The State Bank of Pakistan (SBP) has reduced its pace of dollar purchases from the interbank market, Dawn reported, citing currency dealers. This move is seen as an effort to manage liquidity and alleviate pressure on the exchange rate, as the country faces a growing trade deficit.
One currency dealer, quoted by the newspaper, said that the SBP has been buying dollars at a much slower rate compared to last year, when it purchased $7.8 billion to boost its foreign exchange reserves. He added that the rise in import demand has led to more active exchange rate management in recent weeks.
Although the rupee has remained relatively stable, market experts warn that this stability may not last if the current account remains in deficit for September. A deficit for the third consecutive month would mean that the entire first quarter of FY26 would be in the red, further impacting exchange rate dynamics and import pressures.
The trade deficit for July-August FY26 rose by 29%, with imports totaling $11 billion, nearly double the $5 billion in exports. Import growth for the period was over 14%, while export growth remained under 1%.
“If the first quarter ends with a current account deficit, pressure on the exchange rate could increase and impact import dynamics,” said another dealer.
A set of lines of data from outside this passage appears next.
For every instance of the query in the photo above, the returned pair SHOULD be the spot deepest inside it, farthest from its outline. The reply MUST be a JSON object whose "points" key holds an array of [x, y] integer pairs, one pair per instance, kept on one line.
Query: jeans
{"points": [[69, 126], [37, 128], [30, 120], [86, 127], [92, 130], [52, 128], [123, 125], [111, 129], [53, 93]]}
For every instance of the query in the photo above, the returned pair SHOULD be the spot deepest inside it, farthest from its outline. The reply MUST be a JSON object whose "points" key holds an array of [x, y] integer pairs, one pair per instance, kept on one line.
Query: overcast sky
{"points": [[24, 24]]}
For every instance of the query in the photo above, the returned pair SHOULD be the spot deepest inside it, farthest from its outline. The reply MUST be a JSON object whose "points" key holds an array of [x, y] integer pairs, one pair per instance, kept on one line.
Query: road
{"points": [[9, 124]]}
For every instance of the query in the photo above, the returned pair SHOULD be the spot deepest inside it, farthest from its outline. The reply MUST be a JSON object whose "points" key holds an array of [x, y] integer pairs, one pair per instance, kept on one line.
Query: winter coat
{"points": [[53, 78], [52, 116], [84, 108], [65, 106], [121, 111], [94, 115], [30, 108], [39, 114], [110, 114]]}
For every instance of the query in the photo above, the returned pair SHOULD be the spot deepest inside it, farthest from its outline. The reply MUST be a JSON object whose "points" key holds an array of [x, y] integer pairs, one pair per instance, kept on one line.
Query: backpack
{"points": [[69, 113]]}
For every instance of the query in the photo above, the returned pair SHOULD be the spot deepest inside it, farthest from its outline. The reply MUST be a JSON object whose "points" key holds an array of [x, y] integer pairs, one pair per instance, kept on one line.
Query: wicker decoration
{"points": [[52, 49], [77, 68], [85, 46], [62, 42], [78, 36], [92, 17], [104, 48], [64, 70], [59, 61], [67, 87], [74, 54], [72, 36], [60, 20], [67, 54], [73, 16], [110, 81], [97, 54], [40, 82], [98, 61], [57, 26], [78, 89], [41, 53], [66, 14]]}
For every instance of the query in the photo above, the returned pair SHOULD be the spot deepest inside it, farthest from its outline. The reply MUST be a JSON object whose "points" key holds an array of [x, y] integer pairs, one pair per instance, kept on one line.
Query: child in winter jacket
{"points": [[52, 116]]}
They also pointed out that opening letters of credit has become easier recently, contributing to the widening trade gap.
However, rising food imports, especially palm oil (which saw a 30% increase), have raised concerns among analysts. Imports in the broader food group increased by 37% in July-August, with wheat and sugar imports expected to rise further in the coming months.
Despite these challenges, the SBP’s foreign exchange reserves increased by $22 million during the week ending September 19, reaching $14.379 billion. However, the central bank did not specify the source of these inflows. Pakistan’s total liquid foreign reserves stood at $19.793 billion, with commercial banks holding $5.413 billion.